E ali estou lendo: “No Paraná, o governador reeleito, Roberto Requião, fez um discurso agressivo, descartou conciliação com adversários e declarou que fará um discurso de esquerda. Considerando-se injustiçado pela imprensa, disse que nos próximos quatro anos a ‘grande mídia’ paranaense não receberá dinheiro do governo. Batam como quiserem, mas os recursos do Estado serão colocados em programas de infra-estrutura e nos programas sociais”.

Sua Excelência, preclaro e ilustre governador, que é também jornalista, pois acredito que tenha inclusive freqüentado minhas aulas (hoje já creio que não muitas!), deve conhecer as dificuldades dessa profissão e a razão pela qual a ela se atribui o sagrado direito de livre opinião.
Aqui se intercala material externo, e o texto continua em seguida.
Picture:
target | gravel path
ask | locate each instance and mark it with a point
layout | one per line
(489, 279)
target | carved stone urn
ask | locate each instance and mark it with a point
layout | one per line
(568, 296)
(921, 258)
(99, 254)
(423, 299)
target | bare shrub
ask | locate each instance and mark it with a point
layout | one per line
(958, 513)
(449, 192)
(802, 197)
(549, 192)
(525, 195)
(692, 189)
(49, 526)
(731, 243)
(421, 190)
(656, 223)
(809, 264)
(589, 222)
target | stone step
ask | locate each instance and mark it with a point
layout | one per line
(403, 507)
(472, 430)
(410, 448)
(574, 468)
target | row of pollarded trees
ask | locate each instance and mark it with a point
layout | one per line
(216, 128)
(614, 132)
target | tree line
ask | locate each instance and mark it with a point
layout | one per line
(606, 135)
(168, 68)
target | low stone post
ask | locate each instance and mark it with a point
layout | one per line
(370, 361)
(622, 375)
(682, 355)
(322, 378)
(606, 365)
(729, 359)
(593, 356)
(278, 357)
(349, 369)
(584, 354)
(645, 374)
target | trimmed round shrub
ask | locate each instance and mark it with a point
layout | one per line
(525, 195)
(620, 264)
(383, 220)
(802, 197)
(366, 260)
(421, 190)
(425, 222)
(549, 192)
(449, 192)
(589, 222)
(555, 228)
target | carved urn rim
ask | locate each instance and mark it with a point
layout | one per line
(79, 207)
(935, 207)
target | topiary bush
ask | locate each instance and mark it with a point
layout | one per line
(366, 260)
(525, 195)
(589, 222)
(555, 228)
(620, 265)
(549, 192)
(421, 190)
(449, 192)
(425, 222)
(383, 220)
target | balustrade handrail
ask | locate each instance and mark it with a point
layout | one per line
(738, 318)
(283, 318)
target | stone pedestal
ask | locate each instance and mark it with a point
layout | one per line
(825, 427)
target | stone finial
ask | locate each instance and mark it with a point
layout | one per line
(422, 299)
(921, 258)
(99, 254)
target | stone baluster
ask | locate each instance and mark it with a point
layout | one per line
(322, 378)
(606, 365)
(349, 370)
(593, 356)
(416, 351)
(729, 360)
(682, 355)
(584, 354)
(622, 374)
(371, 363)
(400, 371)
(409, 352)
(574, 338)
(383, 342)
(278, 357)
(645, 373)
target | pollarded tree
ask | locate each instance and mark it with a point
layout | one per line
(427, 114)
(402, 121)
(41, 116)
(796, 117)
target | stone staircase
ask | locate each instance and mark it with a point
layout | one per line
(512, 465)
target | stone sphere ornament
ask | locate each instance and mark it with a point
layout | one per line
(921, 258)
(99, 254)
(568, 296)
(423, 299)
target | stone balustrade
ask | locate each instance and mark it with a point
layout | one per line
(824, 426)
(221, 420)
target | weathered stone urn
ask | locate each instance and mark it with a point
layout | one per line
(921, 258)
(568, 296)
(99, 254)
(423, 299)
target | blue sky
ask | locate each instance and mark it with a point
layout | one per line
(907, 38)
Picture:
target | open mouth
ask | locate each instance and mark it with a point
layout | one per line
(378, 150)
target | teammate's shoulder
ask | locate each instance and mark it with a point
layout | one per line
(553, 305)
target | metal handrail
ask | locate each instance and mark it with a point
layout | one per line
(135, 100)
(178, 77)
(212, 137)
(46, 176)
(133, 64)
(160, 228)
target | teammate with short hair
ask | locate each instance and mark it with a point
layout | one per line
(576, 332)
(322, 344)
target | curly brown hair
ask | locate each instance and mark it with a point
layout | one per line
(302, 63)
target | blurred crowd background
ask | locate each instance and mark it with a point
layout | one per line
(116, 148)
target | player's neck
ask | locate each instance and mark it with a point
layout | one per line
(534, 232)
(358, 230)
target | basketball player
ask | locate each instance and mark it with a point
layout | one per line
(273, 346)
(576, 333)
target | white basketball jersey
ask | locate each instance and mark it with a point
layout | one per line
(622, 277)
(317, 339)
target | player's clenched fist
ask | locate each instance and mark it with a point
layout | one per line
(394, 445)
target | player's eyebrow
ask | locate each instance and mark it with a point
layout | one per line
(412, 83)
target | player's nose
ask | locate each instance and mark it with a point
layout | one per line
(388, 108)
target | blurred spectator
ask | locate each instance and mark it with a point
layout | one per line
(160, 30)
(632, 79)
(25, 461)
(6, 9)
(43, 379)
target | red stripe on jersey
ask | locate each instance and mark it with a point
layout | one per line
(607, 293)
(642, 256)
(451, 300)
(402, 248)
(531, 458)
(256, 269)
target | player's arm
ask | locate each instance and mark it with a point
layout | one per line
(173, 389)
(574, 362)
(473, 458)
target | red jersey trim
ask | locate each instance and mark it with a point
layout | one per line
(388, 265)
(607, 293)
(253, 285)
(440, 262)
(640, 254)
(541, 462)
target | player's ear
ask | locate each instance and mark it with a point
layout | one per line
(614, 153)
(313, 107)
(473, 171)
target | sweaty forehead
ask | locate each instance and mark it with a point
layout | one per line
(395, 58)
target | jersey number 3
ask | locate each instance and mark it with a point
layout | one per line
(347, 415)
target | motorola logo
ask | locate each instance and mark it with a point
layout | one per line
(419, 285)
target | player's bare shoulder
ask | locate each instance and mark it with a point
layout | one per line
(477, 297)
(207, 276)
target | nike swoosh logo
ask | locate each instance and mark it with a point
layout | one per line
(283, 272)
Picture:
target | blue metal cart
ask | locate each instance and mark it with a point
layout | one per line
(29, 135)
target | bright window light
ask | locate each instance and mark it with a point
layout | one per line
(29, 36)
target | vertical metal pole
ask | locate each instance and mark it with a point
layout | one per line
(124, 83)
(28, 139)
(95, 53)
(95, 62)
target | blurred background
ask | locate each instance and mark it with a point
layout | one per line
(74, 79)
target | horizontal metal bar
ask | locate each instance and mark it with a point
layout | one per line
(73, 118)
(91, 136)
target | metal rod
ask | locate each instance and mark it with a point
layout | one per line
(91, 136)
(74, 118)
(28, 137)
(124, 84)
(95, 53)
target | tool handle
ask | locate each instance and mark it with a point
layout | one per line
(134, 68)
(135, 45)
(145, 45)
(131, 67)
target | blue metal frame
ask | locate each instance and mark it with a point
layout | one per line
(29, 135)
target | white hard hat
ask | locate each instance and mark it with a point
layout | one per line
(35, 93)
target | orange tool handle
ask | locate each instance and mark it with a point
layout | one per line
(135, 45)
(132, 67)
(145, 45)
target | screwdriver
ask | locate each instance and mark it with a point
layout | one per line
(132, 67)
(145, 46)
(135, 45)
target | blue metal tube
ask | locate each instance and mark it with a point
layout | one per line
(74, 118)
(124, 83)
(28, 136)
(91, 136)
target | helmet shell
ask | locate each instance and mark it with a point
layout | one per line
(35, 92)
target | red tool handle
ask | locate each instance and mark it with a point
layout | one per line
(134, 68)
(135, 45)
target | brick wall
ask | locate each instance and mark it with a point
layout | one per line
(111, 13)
Aliás, há alguns dias devo ter citado uma frase do meu especial amigo e renomado ministro do Supremo Tribunal Federal, Carlos Ayres de Brito, na qual ele sentenciou: “A liberdade de expressão é a expressão da liberdade”.

E, mais, jamais esqueço da lição que aprendi, quando, participando de um seminário sobre jornalismo nos EUA, numa das principais orações nos foi demonstrado que a liberdade de imprensa existe não para os jornais escreverem o que bem entendem ou o que acreditam ser melhor para o leitor, mas única e exclusivamente para que, sob proteção da lei, o jornalista possa denunciar à população os erros, as falhas e mesmo a corrupção existentes em governos de todos os lugares, prestando, desse modo, seu mais importante papel em benefício da coletividade que sempre desconhece, notadamente, o que cada agente público faz com o dinheiro do povo.

Não há arrogância, amigo Roberto. Quem sai na rua em dia de chuva está sujeito a se molhar; quem ingressa na vida política esteve, está e sempre estará sujeito a críticas. E só eventualmente, a encômios. Além do que, estes, devem comumente ser recebidos com reserva.

P.S. – Por que descartar conciliação e ser agressivo? Vamos acompanhar o escritor israelense Amós Oz, lembrando as suas palavras: “A pacificação exige, além da perícia, astúcia, cautela e sofisticação, imensa dose de boa-fé!”.